The pilgrim starts out by giving voice to anxiety before a journey (I know I never sleep the night before I fly anywhere). The pilgrim has been led to Jerusalem, to the core of the faith, to the roots, but now, that part’s over, and the pilgrim must start out and cross the hills to return home – maybe, probably, a long way off. The pilgrim sings: “I lift up my eyes to the hills (to the dangerous journey between where I am and where I’m going, between here and there), where can I possibly expect to find help, strength and direction on this journey?” Other members of the congregation respond: “My help comes from the LORD, who is the one making the heavens and the earth.”
We all need help in making the dangerous transitions of life, so as to get home. I remember as a boy that, just before our family would leave on a trip, we would all gather and my father would offer a prayer asking for alertness to danger, and committing our journey to the protection of God.
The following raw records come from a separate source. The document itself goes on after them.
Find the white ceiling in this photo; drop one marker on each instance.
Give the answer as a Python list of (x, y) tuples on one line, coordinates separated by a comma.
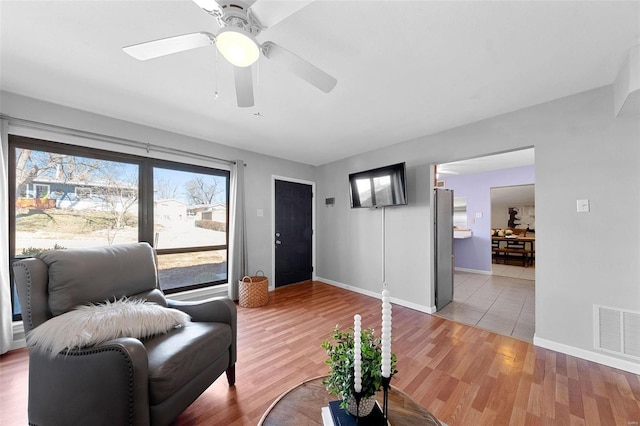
[(405, 69)]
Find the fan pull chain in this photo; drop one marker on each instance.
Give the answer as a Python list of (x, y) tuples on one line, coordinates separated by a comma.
[(215, 80), (257, 114)]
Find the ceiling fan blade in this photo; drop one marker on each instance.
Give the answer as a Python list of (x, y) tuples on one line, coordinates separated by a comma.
[(244, 86), (270, 13), (303, 69), (167, 46)]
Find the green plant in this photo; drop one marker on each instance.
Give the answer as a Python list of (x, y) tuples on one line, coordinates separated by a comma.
[(340, 352)]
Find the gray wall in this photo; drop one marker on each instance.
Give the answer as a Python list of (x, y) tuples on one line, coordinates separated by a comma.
[(258, 173), (582, 151)]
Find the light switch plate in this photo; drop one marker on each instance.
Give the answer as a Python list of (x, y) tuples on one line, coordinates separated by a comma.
[(583, 206)]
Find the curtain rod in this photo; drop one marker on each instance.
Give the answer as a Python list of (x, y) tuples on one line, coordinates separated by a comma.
[(106, 138)]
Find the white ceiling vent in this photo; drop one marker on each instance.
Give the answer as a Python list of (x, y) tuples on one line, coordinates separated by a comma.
[(617, 331)]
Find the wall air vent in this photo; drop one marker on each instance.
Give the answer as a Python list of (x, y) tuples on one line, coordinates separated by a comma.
[(617, 331)]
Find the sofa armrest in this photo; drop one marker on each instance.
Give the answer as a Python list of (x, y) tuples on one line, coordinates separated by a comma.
[(218, 309), (104, 384)]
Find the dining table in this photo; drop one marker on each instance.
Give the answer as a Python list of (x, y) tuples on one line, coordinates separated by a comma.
[(527, 250)]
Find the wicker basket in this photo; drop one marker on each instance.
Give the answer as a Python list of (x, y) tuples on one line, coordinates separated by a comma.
[(254, 291)]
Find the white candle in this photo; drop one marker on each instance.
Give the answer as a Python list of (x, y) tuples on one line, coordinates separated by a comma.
[(357, 354), (386, 334)]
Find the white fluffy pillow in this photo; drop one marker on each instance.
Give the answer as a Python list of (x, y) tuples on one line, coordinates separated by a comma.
[(92, 324)]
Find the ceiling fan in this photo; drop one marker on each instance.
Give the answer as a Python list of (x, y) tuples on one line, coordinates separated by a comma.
[(236, 41)]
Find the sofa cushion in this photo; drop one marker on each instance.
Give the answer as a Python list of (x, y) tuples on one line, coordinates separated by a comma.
[(180, 355), (93, 275)]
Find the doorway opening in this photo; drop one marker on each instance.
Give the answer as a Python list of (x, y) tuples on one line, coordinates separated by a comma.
[(501, 304)]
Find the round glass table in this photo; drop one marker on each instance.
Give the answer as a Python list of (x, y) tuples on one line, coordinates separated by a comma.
[(302, 404)]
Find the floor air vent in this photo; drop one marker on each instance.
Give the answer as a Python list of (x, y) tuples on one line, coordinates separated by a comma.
[(618, 331)]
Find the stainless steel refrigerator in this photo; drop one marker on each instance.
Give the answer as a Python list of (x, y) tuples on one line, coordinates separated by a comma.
[(444, 261)]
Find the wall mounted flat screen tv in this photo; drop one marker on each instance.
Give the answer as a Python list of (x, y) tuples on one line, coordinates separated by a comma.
[(384, 186)]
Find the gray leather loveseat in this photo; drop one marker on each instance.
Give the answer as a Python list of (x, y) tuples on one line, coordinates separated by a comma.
[(125, 381)]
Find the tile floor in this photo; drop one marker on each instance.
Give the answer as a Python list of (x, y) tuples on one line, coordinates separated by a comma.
[(502, 302)]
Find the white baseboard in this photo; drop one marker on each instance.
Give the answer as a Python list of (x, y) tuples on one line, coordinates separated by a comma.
[(474, 271), (410, 305), (600, 358)]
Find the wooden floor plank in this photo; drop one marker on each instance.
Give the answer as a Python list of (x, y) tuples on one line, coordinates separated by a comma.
[(462, 374)]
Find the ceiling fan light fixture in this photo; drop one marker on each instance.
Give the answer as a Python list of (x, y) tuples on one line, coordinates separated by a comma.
[(237, 46)]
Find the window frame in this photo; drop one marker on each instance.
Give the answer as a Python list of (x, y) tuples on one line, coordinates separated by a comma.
[(146, 166)]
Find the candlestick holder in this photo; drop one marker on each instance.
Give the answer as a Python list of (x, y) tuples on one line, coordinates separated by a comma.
[(386, 384), (357, 396)]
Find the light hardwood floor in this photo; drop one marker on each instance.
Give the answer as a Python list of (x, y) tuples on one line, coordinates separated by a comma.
[(462, 374)]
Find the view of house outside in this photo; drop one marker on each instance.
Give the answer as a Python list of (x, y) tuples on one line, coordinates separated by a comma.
[(65, 201)]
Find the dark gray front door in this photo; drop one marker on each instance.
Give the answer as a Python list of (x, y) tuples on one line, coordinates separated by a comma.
[(293, 238)]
I often think of that family prayer when I read the 121st Psalm.
No fewer than six times, the departing pilgrim is assured that God will watch over the journey, will keep the pilgrim in a safe place during the dangerous times that are ahead. God will not fall asleep, but will keep pilgrim feet from slipping on the rocky hillsides. God will keep pilgrims from the dangers of the day and of the night on the way. God will, in fact, keep harm from snatching away the pilgrim’s life. God sustains both the pilgrim and the pilgrimage, including the home-going.
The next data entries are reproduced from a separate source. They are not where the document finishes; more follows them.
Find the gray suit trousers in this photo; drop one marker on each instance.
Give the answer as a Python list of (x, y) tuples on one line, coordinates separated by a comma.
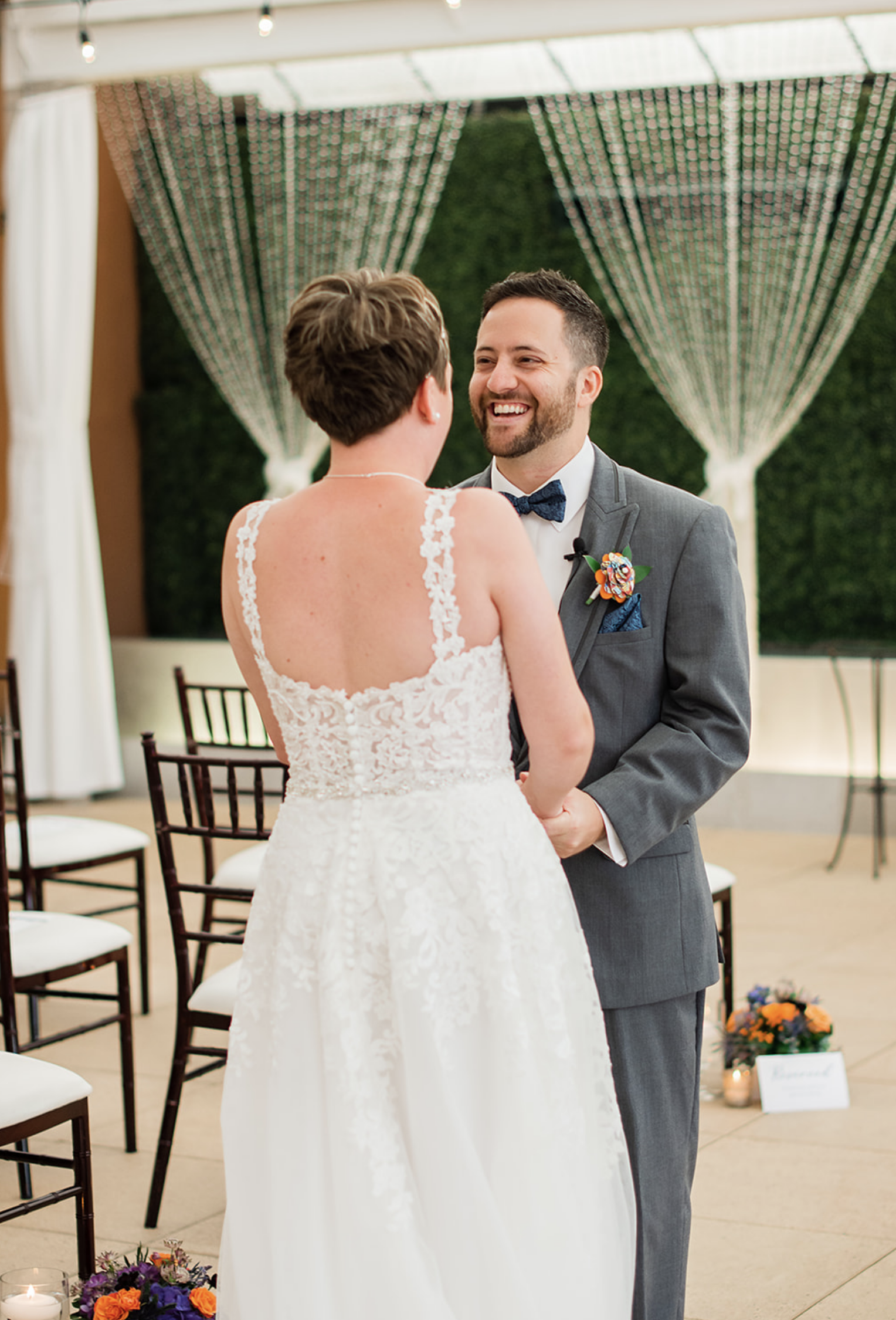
[(655, 1051)]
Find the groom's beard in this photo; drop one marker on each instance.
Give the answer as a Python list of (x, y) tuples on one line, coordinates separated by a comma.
[(551, 419)]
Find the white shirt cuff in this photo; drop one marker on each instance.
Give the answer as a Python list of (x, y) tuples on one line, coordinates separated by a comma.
[(610, 845)]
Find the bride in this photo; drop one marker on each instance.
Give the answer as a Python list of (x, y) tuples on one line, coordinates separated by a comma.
[(419, 1115)]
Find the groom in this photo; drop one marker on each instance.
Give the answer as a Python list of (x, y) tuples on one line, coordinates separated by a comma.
[(664, 669)]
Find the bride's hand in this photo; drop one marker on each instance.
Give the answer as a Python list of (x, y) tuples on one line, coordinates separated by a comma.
[(578, 825), (522, 783)]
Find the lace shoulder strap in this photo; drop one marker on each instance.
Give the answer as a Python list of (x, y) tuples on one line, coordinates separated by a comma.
[(246, 539), (439, 574)]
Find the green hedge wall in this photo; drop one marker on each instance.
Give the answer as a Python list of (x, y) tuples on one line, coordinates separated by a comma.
[(824, 497)]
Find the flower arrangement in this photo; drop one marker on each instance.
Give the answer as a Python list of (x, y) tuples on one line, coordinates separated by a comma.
[(776, 1022), (615, 576), (159, 1285)]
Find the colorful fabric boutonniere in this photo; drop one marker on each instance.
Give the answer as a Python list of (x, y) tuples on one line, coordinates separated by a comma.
[(615, 576)]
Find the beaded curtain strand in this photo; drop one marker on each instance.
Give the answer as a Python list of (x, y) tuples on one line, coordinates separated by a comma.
[(737, 231), (238, 221)]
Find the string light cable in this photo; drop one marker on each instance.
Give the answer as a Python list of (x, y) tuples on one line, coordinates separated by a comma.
[(87, 48)]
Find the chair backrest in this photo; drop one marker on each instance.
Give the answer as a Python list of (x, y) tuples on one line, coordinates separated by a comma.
[(219, 716), (15, 794), (7, 983), (218, 798)]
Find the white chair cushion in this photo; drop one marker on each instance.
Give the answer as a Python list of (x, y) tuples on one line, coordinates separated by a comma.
[(719, 877), (43, 942), (30, 1087), (240, 872), (62, 840), (217, 993)]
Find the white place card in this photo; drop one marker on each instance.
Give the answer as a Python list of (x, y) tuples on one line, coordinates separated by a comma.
[(792, 1083)]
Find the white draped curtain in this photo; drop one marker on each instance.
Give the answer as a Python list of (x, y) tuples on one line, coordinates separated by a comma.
[(236, 219), (737, 233), (59, 631)]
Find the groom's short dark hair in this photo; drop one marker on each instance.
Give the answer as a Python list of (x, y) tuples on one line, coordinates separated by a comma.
[(585, 328), (359, 345)]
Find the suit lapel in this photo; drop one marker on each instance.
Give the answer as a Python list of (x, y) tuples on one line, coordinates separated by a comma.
[(607, 526)]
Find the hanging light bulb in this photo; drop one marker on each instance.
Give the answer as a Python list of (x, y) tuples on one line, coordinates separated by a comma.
[(87, 48)]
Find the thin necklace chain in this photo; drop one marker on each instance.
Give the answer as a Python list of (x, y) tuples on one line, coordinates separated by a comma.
[(344, 477)]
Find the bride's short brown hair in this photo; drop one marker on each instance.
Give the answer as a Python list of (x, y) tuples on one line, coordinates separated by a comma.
[(359, 345)]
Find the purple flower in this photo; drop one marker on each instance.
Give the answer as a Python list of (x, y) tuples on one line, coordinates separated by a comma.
[(172, 1301)]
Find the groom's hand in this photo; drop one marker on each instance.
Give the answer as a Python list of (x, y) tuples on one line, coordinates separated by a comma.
[(580, 824)]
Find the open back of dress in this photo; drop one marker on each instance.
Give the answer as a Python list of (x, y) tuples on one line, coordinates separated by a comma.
[(419, 1112)]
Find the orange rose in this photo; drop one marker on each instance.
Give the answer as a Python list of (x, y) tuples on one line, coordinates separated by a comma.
[(778, 1013), (203, 1301), (817, 1020), (117, 1306)]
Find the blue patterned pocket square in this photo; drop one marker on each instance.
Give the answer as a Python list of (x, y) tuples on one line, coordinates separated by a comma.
[(625, 618)]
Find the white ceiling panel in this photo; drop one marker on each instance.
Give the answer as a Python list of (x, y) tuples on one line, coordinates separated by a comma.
[(366, 81), (633, 60), (803, 49), (481, 73), (877, 36), (259, 81)]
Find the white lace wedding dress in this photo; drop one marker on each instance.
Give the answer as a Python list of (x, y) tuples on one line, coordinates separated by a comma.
[(419, 1113)]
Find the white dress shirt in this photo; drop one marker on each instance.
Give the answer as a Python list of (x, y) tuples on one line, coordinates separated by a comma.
[(552, 541)]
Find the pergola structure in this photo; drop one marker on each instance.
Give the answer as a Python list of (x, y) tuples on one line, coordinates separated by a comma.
[(329, 55), (399, 49)]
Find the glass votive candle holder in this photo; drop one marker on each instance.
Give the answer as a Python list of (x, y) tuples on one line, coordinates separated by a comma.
[(737, 1085), (36, 1294)]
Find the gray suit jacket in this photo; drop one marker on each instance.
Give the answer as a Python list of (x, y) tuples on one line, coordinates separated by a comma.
[(671, 708)]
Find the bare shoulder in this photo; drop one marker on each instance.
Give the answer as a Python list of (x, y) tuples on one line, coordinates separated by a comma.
[(486, 515)]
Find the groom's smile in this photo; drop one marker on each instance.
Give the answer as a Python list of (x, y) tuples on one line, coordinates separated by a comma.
[(524, 383)]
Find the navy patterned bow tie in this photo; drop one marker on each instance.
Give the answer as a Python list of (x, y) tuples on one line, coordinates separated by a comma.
[(549, 502)]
As the English word “to keep” is manifold in its meaning, so is the Hebrew word here in Psalm 121. When God is the subject it means to preserve, protect, and tend to in the sense of a parent tending a child. The God who leads us through fruitful, if scary, transition, is the God who will see us safe at home. Since this is so, as we measure the transitions in our lives by Christ, we need not fear nor resist them because God is preserving, tending, and protecting us through them and leading us in the direction of home. This is summed up in the words that Jews and Christians use to send folk out with assurance:
The LORD bless you and keep you, the LORD make his face to shine upon you and be gracious unto you. The LORD lift up the light of his countenance upon you and give you peace.
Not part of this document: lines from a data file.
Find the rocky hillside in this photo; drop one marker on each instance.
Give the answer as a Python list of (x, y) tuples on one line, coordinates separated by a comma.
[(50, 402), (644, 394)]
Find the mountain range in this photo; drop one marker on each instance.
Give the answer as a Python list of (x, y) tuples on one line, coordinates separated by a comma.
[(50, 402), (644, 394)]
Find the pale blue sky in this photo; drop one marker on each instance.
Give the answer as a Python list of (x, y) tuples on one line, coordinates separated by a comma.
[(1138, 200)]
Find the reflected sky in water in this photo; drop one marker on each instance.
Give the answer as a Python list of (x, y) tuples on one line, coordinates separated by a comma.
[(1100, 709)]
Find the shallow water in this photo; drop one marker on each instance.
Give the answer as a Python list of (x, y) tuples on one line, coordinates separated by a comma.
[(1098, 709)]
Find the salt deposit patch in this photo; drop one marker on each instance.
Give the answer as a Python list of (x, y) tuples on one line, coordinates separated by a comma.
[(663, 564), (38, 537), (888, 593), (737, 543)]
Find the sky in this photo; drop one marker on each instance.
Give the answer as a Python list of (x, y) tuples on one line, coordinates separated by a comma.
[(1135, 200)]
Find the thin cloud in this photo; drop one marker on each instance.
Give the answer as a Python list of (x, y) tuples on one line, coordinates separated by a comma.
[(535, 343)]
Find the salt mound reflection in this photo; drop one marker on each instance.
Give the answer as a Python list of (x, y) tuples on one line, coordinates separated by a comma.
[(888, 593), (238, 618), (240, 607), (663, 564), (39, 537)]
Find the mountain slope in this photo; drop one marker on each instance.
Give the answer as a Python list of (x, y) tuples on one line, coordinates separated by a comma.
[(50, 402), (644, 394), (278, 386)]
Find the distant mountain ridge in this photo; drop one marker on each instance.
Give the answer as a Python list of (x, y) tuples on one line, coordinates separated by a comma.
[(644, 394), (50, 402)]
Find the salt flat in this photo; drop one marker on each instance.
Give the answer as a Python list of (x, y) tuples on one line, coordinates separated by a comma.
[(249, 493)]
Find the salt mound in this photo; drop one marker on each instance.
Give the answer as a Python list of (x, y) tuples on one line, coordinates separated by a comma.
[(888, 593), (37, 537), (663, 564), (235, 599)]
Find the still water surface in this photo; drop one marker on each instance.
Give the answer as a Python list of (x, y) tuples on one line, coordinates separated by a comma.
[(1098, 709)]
God walks beside us to bless both the journeyer and the journey through all its transitions and turns. As part of that presence of tending, God makes the light of the divine face to smile upon the pilgrim way and give wholeness to those who travel on it. The God who enables our transitions, that open new creations to us – things we’d never even considered before – is also the God who empowers, accompanies, and tends us through the unfolding transitions that continue to remake us and open new creation to use, like that fiery-cloudy pillar of the story.
Yes, “if anyone is in Christ, it is a new creation: the old has passed away; see everything has become new!”
In the name of God: Creator, Redeemer, Sustainer. AMEN.